If Steve was feeling bad after the obvious snub (he wasn't), it surely passed over the next two hours we spent with him. We checked out nearly every square inch of this sweet 2+2, and we can assure you the car holds its own with the best of them-K-code or not. Other onlookers seemingly agreed, as positive comments quickly outnumbered the earlier clueless loudmouth's. the experience does reinforce a lesson yours truly was taught at an early age, and seems particularly apropos in the world of vintage automobiles: If you don't have anything nice to say, don't say it at all!

We, on the other hand, have plenty of nice things to say about this brightly hued '65. And now that we're off our soapbox, let's rewind back to 1995, when Steve thought he was realizing a long-held dream with the purchase of another first-year fastback. He knew the car wasn't perfect, but a new coat of Rangoon Red paint and a new pony interior made it seem a worthy place from which to build.

"Seem"is the operative word, for as Steve began to dig in, he uncovered some nasty skeletons. those lumps in the trunk floor were made by the leaf-spring shackles, since badly rusted framerails couldn't support the springs on their own. More hidden rust in the engine compartment raised Steve's level of concern, but the topper came with a call to a former owner to inquire about the car's history. The gentleman expressed surprise that his old Mustang was still on the road, since it had been totaled some 20 years earlier. Great, not only rust, but major accident damage too!

Feeling the need for advice, Steve turned to Larry Berkovich at West Coast Restorations in Snohomish, Washington. Larry gave the car a once-over, and quickly suggested Steve cut his losses by switching all his good parts over to a solid-donor shell. a drastic move on the surface, but in Steve's situation, however, the idea made perfect sense. Larry had the precise shell in his inventory, and the $3,500 price tag would be less than the necessary repairs on Steve's car, with none of the negative connotations of a heavy reconstruct. it wouldn't make sense to reassemble the fastback with a pile of worn-out bits and pieces, so West Coast launched a restomod restoration.

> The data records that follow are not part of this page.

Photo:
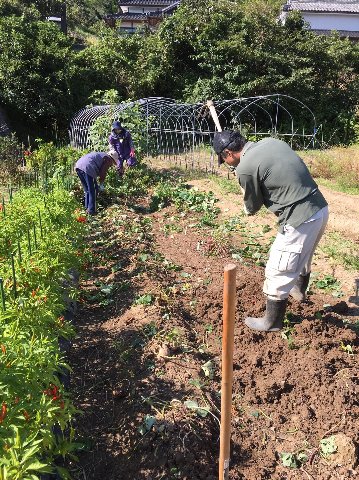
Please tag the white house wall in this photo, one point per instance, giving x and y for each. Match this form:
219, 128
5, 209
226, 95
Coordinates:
332, 21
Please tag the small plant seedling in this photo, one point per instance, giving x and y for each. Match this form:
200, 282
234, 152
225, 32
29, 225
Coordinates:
146, 299
328, 446
193, 405
347, 348
293, 460
147, 424
208, 369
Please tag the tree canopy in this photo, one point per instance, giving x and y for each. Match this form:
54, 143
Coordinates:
218, 49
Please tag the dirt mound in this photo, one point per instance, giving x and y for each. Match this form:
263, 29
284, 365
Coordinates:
147, 365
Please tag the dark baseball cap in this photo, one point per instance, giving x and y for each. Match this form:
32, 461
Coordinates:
221, 140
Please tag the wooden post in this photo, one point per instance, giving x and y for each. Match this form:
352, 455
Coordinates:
229, 308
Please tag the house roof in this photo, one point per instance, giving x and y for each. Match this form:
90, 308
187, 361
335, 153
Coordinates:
171, 7
146, 3
325, 6
134, 16
342, 33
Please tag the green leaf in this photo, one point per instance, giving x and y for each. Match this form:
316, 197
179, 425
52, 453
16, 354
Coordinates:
328, 446
208, 369
289, 460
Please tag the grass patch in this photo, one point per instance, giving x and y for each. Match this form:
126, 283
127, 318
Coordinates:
336, 168
341, 250
227, 185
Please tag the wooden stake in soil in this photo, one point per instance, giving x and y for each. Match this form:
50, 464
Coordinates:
229, 308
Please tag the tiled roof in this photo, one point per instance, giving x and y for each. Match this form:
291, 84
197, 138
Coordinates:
172, 7
339, 6
342, 33
146, 3
134, 16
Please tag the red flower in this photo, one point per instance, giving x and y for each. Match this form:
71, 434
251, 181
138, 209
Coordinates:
26, 415
3, 412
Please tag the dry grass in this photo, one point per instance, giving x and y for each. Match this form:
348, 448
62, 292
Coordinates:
337, 167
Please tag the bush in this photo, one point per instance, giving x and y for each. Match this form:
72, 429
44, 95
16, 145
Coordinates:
10, 159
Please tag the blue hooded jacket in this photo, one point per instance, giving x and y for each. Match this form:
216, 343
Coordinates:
121, 142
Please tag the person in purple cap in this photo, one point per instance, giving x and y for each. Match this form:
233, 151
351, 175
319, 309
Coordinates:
88, 168
120, 141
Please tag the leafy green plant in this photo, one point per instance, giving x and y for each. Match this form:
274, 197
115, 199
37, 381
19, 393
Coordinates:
293, 460
146, 299
328, 446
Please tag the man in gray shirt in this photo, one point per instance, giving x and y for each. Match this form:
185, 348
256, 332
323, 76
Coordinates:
270, 173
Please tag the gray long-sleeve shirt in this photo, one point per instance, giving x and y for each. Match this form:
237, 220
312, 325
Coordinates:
273, 175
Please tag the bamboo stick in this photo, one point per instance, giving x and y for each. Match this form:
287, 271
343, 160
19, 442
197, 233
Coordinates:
229, 307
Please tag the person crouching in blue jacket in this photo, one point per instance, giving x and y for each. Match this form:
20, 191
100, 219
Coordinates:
121, 141
88, 168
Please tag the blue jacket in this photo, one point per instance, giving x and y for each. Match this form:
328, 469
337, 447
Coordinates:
122, 143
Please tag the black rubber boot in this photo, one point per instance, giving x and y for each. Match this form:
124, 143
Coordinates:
273, 318
299, 289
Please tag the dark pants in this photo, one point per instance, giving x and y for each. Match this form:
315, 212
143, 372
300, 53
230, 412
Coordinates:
90, 191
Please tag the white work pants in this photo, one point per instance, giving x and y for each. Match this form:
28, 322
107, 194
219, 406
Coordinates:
291, 255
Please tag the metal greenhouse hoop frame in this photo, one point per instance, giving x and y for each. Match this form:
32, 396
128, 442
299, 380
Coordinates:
182, 132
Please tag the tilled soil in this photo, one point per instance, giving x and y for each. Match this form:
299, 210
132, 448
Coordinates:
147, 365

Randy Sargent got to work on the new/used C-code shell, adding a Shelby-style 'glass hood before laying down the flawless two-stage Viper Red hue. The bright '90s color seems almost like a hotted-up version of the orangey-red Rangoon, so it's a fitting tribute to Steve's discarded initial effort. GT foglights and dual exhausts round out the visual deviations from stock, along with 16-inch American Racing Torq-Thrust IIs. Stainless Steel Brake Corporation's 4-wheel discs lurk beneath the sparkling rims, while Global West springs and Koni shocks at all 4 corners are the hidden partners that help hold the road.

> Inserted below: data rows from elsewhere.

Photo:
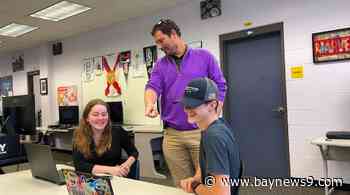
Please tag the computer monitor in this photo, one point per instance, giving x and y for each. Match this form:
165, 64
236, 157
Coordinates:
68, 115
19, 114
116, 112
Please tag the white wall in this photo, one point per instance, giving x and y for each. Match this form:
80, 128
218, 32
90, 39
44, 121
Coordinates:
317, 103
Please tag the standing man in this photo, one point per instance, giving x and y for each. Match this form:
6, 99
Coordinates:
168, 81
219, 159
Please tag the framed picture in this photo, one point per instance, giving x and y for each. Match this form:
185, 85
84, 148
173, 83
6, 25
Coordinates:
331, 45
43, 86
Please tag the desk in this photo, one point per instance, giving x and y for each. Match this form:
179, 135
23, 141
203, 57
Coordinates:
332, 149
143, 136
23, 183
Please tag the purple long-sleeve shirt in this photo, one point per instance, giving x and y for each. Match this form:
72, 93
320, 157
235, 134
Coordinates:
169, 83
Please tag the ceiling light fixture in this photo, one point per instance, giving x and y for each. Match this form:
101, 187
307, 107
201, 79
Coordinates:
60, 11
15, 30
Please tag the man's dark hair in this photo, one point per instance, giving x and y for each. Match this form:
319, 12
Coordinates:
166, 27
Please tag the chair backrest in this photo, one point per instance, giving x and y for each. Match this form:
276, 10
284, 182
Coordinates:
9, 146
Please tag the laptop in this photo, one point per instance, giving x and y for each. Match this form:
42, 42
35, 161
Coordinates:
79, 183
42, 164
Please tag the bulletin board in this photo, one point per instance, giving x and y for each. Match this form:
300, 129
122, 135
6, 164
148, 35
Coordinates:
131, 79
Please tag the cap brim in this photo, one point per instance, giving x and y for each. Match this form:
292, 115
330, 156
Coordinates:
191, 102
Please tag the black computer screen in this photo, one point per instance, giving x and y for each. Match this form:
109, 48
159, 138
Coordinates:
116, 112
19, 114
68, 115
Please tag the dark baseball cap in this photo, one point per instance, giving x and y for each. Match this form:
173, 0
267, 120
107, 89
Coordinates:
198, 92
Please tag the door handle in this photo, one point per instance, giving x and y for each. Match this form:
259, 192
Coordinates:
279, 109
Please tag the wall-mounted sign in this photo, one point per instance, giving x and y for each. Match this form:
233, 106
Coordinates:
331, 45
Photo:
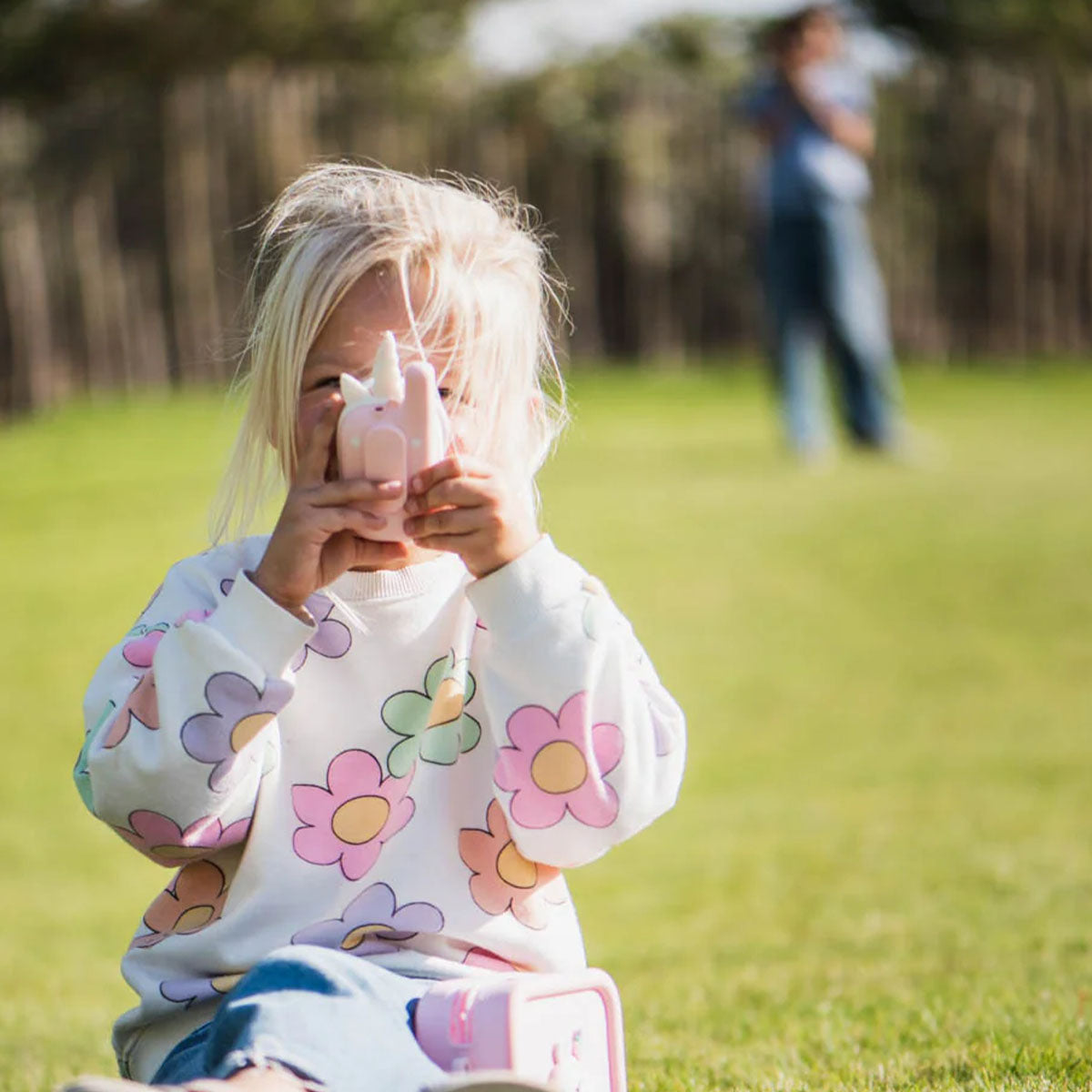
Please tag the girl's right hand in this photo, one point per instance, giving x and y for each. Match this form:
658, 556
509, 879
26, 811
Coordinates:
321, 532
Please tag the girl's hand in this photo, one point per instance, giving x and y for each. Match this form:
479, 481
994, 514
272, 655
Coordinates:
321, 532
463, 506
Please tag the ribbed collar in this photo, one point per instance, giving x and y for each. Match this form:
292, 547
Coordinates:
399, 583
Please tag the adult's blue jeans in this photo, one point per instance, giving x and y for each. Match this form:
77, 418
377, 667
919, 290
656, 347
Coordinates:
331, 1018
824, 288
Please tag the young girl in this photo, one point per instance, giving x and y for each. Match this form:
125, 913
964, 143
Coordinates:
369, 762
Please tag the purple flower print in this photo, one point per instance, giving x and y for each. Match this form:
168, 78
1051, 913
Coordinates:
332, 640
188, 992
167, 844
372, 923
239, 711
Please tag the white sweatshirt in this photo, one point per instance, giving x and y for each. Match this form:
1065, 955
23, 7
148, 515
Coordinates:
402, 781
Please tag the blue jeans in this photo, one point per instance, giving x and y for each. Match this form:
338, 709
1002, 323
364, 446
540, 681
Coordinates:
332, 1018
824, 288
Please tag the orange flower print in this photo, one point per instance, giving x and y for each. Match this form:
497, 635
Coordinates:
192, 902
503, 879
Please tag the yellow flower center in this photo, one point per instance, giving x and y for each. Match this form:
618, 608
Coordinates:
247, 729
360, 819
196, 917
514, 869
447, 704
560, 768
360, 934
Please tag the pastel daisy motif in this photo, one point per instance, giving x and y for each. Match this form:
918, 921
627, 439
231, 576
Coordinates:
192, 902
434, 723
348, 822
502, 878
372, 923
557, 764
485, 959
188, 992
167, 844
141, 705
239, 711
332, 639
141, 643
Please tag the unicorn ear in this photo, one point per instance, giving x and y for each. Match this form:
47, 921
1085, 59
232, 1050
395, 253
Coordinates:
353, 390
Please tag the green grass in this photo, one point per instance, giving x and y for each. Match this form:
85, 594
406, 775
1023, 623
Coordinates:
879, 873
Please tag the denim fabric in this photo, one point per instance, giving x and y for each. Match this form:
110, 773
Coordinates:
824, 288
332, 1018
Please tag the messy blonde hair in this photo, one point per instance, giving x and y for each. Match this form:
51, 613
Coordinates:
474, 259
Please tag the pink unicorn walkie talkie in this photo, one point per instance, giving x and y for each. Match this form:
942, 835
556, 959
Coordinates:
392, 427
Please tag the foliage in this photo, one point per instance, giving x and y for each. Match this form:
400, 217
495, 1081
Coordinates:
1003, 28
50, 49
878, 873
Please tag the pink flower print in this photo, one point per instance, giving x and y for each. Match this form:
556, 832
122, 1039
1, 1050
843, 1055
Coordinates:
141, 705
239, 711
349, 820
143, 640
188, 992
483, 958
557, 764
502, 878
332, 639
167, 844
192, 902
374, 923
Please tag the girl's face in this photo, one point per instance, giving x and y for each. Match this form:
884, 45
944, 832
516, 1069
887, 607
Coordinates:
348, 342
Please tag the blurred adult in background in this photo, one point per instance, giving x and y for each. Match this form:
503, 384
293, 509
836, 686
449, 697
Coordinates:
813, 112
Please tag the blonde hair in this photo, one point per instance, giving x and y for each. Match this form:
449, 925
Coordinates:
473, 257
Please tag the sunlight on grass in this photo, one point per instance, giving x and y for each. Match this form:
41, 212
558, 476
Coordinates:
879, 872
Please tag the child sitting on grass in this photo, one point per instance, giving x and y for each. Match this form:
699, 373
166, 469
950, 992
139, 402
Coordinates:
369, 762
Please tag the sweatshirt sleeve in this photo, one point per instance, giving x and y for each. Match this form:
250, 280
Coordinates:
590, 745
181, 714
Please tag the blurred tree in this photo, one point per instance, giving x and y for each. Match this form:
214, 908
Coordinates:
1003, 28
52, 48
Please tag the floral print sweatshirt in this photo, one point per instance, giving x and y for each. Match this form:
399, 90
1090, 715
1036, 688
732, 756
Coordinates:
402, 781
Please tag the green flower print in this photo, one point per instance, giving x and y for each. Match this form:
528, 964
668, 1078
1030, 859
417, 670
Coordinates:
434, 724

Our earlier "expert" seemed to miss the centerpiece under the hood, and considering its larger than life reputation and appearance, we have more evidence the guy was not playing with a full restomod deck. Of course, we're speaking of the polished Paxton supercharger, which gives plenty of ball-drive oomph to the already healthy 289. It's an updated version of the Paxtons sold in the mid-'60s, which some consider the ultimate accessory for an early small-block Ford. West Coast's Shawn Carlson assembled the little Windsor using blower-friendly, forged/dished pistons, 289 hi-po rods, a Comp Cams hydraulic bumpstick, Edelbrock aluminum heads, and a Shelby dual-plane intake. Metallic ceramic Hooker headers and a Griffin aluminum radiator follow the overall approach of Steve's ride-where form and function are held in equally high regard.

Pulling off a top-notch restoration like this may be no sweat for the wealthy, but for the rest of us there's usually some sacrifice. Steve's wife Terri was nice enough to put off buying some longed-for furniture to make the project come to fruition, and his daughters now get an arm twist to come to car shows with dad. Truth is, everybody seems to enjoy an occasional ride in the red-hot fastback, with a trip to the local burger joint one of the preferred family outings. And, thankfully, no more experts.